As drogas foram apreendidas enquanto estavam em uma propriedade rural, sob escolta de três indivíduos que as estavam transportando. Eles foram presos em flagrante e seus pertences, como o veículo e celulares, foram apreendidos. Sobre os aparelhos, recaiu quebra de sigilo autorizada judicialmente, o que possibilitou acesso a conversas por mensagens de texto e áudio.

Durante a fase investigativa, para confirmar a suspeita de que o acusado era verdadeiramente o adquirente de tais drogas, foi realizado um contraste entre uma gravação de áudio colhida de um dos celulares apreendidos com os transportadores das drogas e, de outro lado, a gravação do interrogatório do acusado, colhida em outro inquérito policial.

Essa outra investigação fora instaurada no ano de 2015 versava sobre fatos completamente distintos daqueles apurados no inquérito de 2020. E, ademais, o acusado na ocasião de seu interrogatório permaneceu em silêncio quanto aos fatos, tendo falado em gravação apenas sobre seus dados de qualificação. Ou seja, seu desejo de exercer seu direito a não autoincriminação era inequívoco.

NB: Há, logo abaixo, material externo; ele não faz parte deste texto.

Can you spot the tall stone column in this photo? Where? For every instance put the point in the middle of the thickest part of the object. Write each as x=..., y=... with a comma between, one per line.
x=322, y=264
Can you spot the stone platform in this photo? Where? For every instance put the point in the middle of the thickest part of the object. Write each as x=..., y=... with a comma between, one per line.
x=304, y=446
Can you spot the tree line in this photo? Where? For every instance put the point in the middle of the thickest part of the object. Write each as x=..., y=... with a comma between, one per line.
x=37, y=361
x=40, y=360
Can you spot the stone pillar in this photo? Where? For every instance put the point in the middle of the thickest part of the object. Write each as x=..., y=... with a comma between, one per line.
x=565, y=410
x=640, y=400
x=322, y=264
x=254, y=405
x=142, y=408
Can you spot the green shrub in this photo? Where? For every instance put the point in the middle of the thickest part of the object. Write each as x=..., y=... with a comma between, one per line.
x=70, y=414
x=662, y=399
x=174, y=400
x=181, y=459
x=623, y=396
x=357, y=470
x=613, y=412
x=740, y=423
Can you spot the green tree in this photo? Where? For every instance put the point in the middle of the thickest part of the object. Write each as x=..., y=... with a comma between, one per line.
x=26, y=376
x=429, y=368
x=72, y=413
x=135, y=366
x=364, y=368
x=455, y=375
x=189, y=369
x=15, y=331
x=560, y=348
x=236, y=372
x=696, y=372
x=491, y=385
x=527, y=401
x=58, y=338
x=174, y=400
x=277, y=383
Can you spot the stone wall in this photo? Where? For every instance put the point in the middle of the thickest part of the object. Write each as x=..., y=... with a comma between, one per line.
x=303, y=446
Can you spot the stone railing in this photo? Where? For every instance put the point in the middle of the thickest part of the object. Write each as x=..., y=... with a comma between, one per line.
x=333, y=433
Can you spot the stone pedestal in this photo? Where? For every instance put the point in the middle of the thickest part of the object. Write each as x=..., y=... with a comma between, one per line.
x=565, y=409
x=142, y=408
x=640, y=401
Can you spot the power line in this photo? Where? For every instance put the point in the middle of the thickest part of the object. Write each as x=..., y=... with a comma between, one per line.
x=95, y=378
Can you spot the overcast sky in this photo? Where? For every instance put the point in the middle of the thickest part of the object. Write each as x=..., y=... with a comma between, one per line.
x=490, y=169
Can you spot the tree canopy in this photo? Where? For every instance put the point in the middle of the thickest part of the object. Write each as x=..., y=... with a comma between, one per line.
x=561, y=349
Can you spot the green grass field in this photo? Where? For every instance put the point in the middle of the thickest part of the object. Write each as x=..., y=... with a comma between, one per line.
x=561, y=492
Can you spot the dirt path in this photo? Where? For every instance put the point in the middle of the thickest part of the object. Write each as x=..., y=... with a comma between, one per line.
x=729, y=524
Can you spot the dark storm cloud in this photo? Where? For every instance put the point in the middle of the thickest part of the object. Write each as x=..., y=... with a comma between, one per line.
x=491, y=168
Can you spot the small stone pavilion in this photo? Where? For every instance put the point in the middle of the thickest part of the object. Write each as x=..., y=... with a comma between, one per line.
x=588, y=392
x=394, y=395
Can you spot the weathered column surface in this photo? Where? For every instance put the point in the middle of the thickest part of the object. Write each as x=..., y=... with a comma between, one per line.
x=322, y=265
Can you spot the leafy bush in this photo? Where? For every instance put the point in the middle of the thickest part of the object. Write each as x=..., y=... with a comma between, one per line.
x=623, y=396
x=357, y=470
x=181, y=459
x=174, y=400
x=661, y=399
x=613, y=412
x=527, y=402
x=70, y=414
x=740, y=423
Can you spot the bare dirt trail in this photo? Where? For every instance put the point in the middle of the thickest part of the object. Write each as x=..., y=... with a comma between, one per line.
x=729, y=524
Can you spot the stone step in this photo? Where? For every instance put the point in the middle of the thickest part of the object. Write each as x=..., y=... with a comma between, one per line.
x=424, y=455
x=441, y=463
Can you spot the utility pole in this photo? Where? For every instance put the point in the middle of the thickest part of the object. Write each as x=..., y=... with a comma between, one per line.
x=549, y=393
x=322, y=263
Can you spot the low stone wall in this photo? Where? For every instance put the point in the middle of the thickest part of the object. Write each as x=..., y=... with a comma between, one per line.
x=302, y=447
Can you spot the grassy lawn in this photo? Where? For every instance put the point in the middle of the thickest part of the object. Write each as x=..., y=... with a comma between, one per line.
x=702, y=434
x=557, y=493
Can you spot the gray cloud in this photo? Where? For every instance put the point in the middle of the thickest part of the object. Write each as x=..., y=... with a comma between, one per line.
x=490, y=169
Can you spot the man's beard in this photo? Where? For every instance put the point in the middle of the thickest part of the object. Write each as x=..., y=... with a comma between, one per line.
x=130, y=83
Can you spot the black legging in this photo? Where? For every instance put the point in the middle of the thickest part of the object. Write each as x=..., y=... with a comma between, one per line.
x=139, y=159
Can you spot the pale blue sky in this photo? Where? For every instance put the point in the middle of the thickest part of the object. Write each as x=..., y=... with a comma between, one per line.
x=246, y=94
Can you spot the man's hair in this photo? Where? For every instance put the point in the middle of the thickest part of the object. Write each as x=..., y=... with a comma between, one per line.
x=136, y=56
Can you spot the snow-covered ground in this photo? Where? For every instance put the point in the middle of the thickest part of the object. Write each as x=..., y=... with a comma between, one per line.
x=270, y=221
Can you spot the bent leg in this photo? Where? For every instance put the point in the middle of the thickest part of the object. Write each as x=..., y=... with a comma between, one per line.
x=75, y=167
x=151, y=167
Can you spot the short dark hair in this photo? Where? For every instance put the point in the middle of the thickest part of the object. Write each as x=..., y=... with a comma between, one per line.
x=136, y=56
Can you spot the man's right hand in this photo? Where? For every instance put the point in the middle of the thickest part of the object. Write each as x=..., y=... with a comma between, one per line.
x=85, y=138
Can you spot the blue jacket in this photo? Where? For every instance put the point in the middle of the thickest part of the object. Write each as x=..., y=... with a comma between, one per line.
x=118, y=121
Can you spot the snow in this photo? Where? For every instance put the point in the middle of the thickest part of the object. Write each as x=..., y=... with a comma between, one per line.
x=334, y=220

No entanto, o áudio de sua fala foi utilizado, sem seu consentimento, para servir de base de comparação em exame pericial dos áudios extraídos do celular de um dos transportadores dos entorpecentes. O laudo concluiu que a voz dele era compatível com à dos áudios do celular, de modo que concluiu-se ser ele o adquirente das 2,5 toneladas de maconha. Assim, ele foi condenado em primeiro grau.

Ao ser o caso examinado pelo Tribunal de Justiça de Minas Gerais, a Câmara julgadora entendeu que o réu teve seu direito à não se autoincriminar violado, uma vez que não sabia que sua voz seria utilizada contra ele em futuro exame pericial. Para afastar a violação, o réu deveria ser informado de que sua voz seria utilizada como padrão vocal no exame pericial, fazendo com que o exercício de seu direito se desse de forma livre e consciente.

No entanto, o delegado responsável pelo inquérito, ao ser ouvido em juízo, esclareceu que a gravação foi premeditada para colher seu padrão vocal, mas que não advertiu o acusado disso. Por essas razões, e amparado na doutrina majoritária e em um precedente do Superior Tribunal de Justiça, o Tribunal Mineiro declarou ilícita a prova do exame das gravações vocais e todos os elementos dela decorrentes, de modo que foram anuladas. Por fim, sendo as provas remanescentes insuficientes para eliminar a dúvida quanto a autoria do acusado, ele foi absolvido por insuficiência probatória.